La pièce, intitulée Wendy & Peter Pan, met en scène Wendy (Hannah Saxby), hantée par la perte de son frère et en quête d’un moyen de le ramener du pays de Neverland. Si l’intention de donner plus de profondeur aux personnages féminins est louable, l’exécution laisse à désirer. Wendy apparaît souvent hésitante, se cantonnant au rôle de mère poule pour les garçons perdus, rongée par le doute et la culpabilité. L’initiative soudaine de former une alliance avec Clochette (Charlotte Mills) et Tiger Lily (Ami Tredrea) – « allons botter les fesses de ces pirates ! » – semble forcée et déconnectée du reste de l’intrigue.

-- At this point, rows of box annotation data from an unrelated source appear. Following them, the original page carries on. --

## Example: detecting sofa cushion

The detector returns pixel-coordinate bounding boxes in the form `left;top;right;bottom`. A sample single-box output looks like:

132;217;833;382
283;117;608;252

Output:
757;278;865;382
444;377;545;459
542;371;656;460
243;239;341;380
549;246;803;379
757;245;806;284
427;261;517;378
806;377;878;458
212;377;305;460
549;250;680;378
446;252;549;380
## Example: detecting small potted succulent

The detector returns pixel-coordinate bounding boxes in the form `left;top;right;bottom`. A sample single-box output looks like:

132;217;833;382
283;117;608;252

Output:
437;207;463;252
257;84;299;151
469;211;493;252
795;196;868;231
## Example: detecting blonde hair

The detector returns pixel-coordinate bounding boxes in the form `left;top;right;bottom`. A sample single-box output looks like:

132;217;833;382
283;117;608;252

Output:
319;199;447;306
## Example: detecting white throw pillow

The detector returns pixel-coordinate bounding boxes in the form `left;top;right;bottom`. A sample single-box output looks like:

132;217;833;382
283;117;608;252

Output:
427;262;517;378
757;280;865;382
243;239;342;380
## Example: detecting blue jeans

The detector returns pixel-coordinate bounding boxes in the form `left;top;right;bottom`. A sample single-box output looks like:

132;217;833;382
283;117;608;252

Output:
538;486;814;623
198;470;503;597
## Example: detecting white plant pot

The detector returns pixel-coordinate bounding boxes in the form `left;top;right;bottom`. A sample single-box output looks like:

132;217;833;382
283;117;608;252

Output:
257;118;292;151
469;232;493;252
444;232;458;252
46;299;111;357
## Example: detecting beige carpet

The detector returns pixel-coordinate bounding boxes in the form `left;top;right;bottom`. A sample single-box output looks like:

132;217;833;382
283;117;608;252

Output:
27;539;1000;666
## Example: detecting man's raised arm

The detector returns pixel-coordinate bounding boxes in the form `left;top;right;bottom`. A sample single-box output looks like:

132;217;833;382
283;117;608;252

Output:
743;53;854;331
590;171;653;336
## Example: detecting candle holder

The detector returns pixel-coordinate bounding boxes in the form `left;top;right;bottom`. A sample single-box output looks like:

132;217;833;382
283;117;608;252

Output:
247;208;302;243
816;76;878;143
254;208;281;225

Mrs. Darling (Lolita Chakrabarti) bénéficie également d’une plus grande autonomie, revendiquant sa liberté conjugale et évoquant les suffragettes, mais cet arc narratif reste en marge de l’action principale. Peter Pan (Daniel Krikler), quant à lui, est confronté à une crise intérieure qui prend des allures d’éveil hormonal. Loin du garçon éternellement jeune, il se comporte davantage comme un adolescent, affichant un intérêt évident pour Wendy, lui adressant des baisers timides et l’appelant « ma belle ». Cette dimension, jugée incongrue, rend certains moments malaisants.
La production, développée et enrichie au fil des ans sous la direction de Jonathan Munby, est devenue une œuvre théâtrale imposante, marquée par des jeux de lumière éblouissants et une profusion de projections vidéo (conçues par Taiki Ueda) qui inondent la scène. Des numéros de voltige aérienne impressionnants et l’apparition majestueuse du Jolly Roger contribuent à l’ampleur visuelle du spectacle. Cependant, cet étalage de moyens ne parvient pas à captiver le public, donnant plutôt l’impression d’une consommation rapide de sucre qui ne satisfait pas.
Les acteurs se précipitent sur scène, récitant souvent leurs répliques à voix haute ou en criant, ce qui renforce l’impression que ce sont des adultes jouant à être des enfants avec trop d’énergie. La musique, composée par Shuhei Kamimura, évoque les bandes originales génériques des films d’aventure pirates et est diffusée à un volume excessif lors des scènes de combat.
La chorégraphie de Lucy Hind apporte quelques moments de calme et de fluidité, tandis que des personnages secondaires comme Smee (Scott Karim), le second de Hook, et Tiger Lily (Ami Tredrea), avec sa subtilité, apportent une touche de charme. On peut également saluer la performance physique d’Harrison Claxton dans le rôle du crocodile, qui se révèle menaçant. Mais ces éléments positifs ne suffisent pas à sauver l’ensemble.
Malgré un rythme soutenu, la pièce semble s’étirer. Ce qui aurait pu être une relecture audacieuse du conte original apparaît désormais comme une machine de spectacle dénuée d’âme, un mélange de décors clinquants de Noël et de pantomime. Captain Hook (Toby Stephens) incarne le méchant typique de la pantomime (tout en philosophant sur le vieillissement), et Clochette ressemble à une fée cockney. Lorsque l’un des personnages demande avec emphase : « Ils sont derrière moi, n’est-ce pas ? », l’illusion de la pantomime est parfaite.